Смываю грязь, посмевшую налипнуть на моё сокровище, укутываю Нику в полотенце и возвращаю в палату, где уже подаёт тоненький голосок кроха. Я раб своих девочек, готовый носить их на руках всю жизнь. Достаю новую ночную сорочку, помогаю жене одеться и торможу, не зная, что делать дальше.
- Кире надо помыть попу, поменять памперс, - ошарашивает меня любимая, вызывая нервный тик. Носить на руках – это пожалуйста, а мытьё попы и замена подгузника – уже из области фантастики. Как?

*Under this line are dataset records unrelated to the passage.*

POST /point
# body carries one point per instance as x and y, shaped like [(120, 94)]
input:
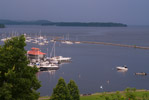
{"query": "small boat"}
[(141, 73), (44, 67), (122, 67)]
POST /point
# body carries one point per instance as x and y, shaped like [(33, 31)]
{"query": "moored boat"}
[(122, 67)]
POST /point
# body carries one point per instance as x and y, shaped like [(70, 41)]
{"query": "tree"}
[(73, 90), (61, 91), (130, 93), (17, 80)]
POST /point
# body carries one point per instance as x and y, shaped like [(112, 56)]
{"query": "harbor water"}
[(92, 65)]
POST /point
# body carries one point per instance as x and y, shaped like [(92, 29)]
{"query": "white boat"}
[(46, 66), (60, 58), (122, 67)]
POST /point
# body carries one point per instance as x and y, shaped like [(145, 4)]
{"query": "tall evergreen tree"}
[(73, 90), (17, 80), (61, 91)]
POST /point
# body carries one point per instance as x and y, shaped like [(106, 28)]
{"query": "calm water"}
[(93, 65)]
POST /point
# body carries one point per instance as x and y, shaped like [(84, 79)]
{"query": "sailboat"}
[(58, 58)]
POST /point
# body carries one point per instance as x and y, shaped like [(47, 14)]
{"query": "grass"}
[(100, 96)]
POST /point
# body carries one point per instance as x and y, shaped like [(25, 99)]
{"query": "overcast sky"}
[(131, 12)]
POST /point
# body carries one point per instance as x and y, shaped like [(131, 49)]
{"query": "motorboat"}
[(47, 66), (141, 73), (122, 67)]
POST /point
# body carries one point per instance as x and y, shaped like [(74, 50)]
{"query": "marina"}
[(92, 64)]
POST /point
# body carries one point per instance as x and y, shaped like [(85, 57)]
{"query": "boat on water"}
[(60, 58), (141, 73), (122, 67), (47, 66)]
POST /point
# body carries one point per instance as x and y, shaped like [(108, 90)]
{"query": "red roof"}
[(35, 51)]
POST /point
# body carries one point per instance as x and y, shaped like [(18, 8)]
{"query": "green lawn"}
[(101, 96)]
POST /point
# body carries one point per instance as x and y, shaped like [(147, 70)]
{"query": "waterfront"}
[(94, 65)]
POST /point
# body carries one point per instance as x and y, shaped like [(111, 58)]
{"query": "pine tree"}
[(73, 90), (61, 91), (17, 80)]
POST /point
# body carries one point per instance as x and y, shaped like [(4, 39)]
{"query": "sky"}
[(131, 12)]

Как мне перебороть страх и проделать все те фокусы, которые ждёт от меня Вероника.
- Может, позвать кого-нибудь на помощь? – с надеждой смотрю на дверь, а затем перевожу взгляд на жену. – Здесь же есть детские медсёстры, способные помыть попу?

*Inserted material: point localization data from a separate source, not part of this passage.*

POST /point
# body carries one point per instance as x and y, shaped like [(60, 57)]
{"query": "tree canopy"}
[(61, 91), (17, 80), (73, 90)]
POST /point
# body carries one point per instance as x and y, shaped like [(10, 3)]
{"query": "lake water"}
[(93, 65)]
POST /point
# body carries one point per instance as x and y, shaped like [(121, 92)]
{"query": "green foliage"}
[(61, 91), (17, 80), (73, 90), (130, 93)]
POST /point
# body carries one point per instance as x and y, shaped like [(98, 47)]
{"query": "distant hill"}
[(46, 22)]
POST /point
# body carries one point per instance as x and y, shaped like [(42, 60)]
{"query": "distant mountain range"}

- Мир, милый, всё не так сложно, как ты себе насочинял, - мурлычет Ника, с нежностью смотря на меня. От её карамельного взгляда вырастают крылья, повышается самооценка, расцветает вера в себя. Я смогу! Справлюсь! Всё сделаю в лучшем виде!

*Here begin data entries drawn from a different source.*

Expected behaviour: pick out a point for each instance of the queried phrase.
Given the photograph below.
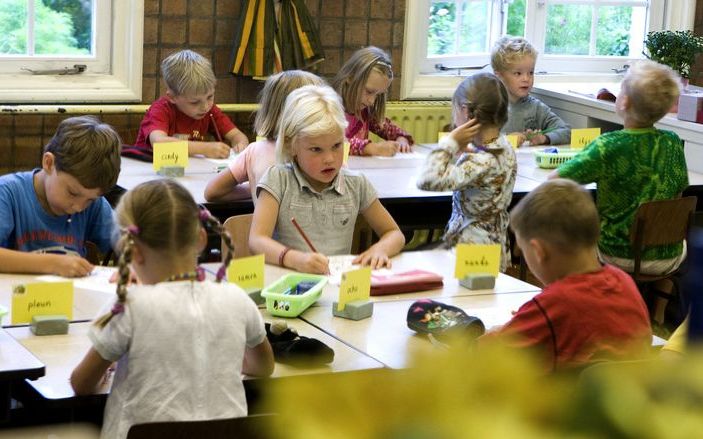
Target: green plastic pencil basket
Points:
(280, 302)
(550, 158)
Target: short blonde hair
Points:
(353, 75)
(509, 50)
(485, 97)
(188, 73)
(559, 212)
(652, 89)
(309, 111)
(88, 150)
(273, 96)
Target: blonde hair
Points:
(162, 215)
(188, 73)
(559, 212)
(273, 96)
(88, 150)
(509, 50)
(485, 97)
(652, 89)
(309, 111)
(352, 77)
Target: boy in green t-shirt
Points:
(634, 165)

Уверенно подхожу к люльке, запускаю ручищи внутрь и смыкаю их под крошечным тельцем ничего не подозревающего ребёнка. Пальцы не трясутся, это просто мелкий тремор от волнения. С непробиваемым лицом достаю дочь, вспомнив вовремя про поддержку головки, переношу её на пеленальный столик и шумно выдыхаю. Ощущение, как будто пробежал полосу препятствий, хотя проделал самое лёгкое.
- Смелее, Мир. Снимай штанишки и памперс, - подбадривает Ника, вытягивая шею и следя, как коршун.
Стягиваю штанишки размером меньше моих перчаток, расстёгиваю подгузник и задерживаю дыхание. Боже! У неё тоненькие ножки, совсем хрупкие, нежные, а пальчики без лупы не разглядишь. Кира недовольно дёргает ими, а мне кажется, что, дотронувшись, я вырву их с корнем.
- Молодец, Мир. Теперь протри попку влажными салфетками, смажь кремом и надень новый памперс, - руководит жена, с гордостью смотря на меня.
Я справляюсь с салфетками, через одно место надеваю памперс и возвращаю на место штанишки. Крошка издаёт писк, устав от моих дёрганных движений, а меня начинает колбасить от ужаса, что сделал ей больно.
- Кирочка хочет кушать. Неси её ко мне, - улыбается Ника, вытягивая губы уточкой и переводя всё внимание на дочь.
Передаю ей ребёнка и валюсь на стул, выжатый, как лимон. Столько сил, столько энергии, столько нервов. Закатываю глаза, воздаю хвалу Господу за то, что не позволил причинить боль малышке, привожу скачущие мысли в порядок и подскакиваю от смачного чмокающего звука. Кира жадно присосалась к разбухшему соску и усердно пытается выудить молоко, а я страшно завидую ей. Вот уже месяц, как мне недоступна такая роскошь. Ника позволяла трогать всё, кроме ставшей в последнее время болезненно чувствительной груди. Как последний маньяк слежу за губами дочери, сглатываю слюну и уговариваю член не рвать джинсы.
- Я горжусь тобой, - шепчет Ника, поднимая на меня глаза, затапливая карамельной любовью. – Ты самый лучший.
С её подачи я тоже начинаю собой гордиться, ведь этот взгляд не врёт, жена действительно испытывает ко мне все эти чувства, за которые я люблю её ещё больше. Пусть весь мир катится к чёрту, когда у меня есть они. Сейчас мне настолько хорошо и спокойно, что я готов отдать контроль за городом, бросить бизнес, отойти от дел, скрыться с семьёй на необитаемом острове и купаться в их тепле. Достаточно Нике озвучить желание, подумать о чём-то, сразу разобьюсь в лепёшку, но сделаю.
Пока мысленно обещаю любимой рай на земле, Вероника засыпает в процессе кормления, и Кира отлипает следом за ней, а я пожираю взглядом освободившийся сосок, ставший темнее и ещё аппетитнее. «Два месяца, всего два месяца потерпеть» - уговариваю себя, подбирая слюни и сбегая в душ.